My next step was to boot back into the system and use the cli software for the controller. (MegaRAID/StorCLI) Using the software, the drive came up as Unknown Bad Unsupported. With googles help, I tried to sanitise/format/delete the drive. Every attempt was met with the “operation not aloud” type of response. I put all of the information into DeepSeek to see if I missed any options. It guided me through a few more things, to no avail.
I put the drive into my sandbox server and booted it into its controller config menu. The results where the same. Booting back into the OS and trying the same commands that I tried on the NAS, resulted in the same result. When I would read the size of the drive, it would say 0.
At this point, I was running out of ideas, and I was contemplating contacting the ERA for a replacement. I had also tried the same commands on both drives.
As I was working with DeepSeek to troubleshoot, it kept saying that it could be the meta data on the drive or in the controller that is bad/left over from its former host. The commands where trying to wipe the drive fully clean.
In my pondering, I remembered that I had flashed one of the controllers on my offline server from IR mode to IT mode. I powered on the server with the drives in it, went into the controllers config menu. Both drives came up as 0 in size. One the options available was format though. I formatted the first drive, and about 6 hours latter, the drive came up with its proper size. I removed the first drive, put it into my NAS. The controller accepted the drive, I added it back to the ZFS pool, and the re-silvering process started. My data was safe, and I had learned a lot from this process.
My takeaways:
Even with a format, a drive can still maintain some metadata.

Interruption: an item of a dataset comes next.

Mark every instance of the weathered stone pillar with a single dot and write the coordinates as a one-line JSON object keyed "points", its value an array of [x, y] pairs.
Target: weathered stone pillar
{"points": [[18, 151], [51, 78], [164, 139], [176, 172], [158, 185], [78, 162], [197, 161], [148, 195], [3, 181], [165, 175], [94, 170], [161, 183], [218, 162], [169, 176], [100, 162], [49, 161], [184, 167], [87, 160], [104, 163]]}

For a drive to be apart of a JBOD array, it has to be FULLY wiped clean.
For MegaRAID controllers, you can use the StorCLI command to administer the drives/controllers/enclosures.
You can gain a lot of information about the controller/enclosure/drives from the StorCLI command.
There are times when a controller in IT mode can perform better then a card in IR mode.
AI can be a good assistant when diagnosing issues, especially when you are getting tired and/or in need a second opinion. (With being very diligent about not sharing personal/confidential information)
Some issues take some persistence to figure out the solution.
I enjoy figuring out technical issues, and learning at the same time.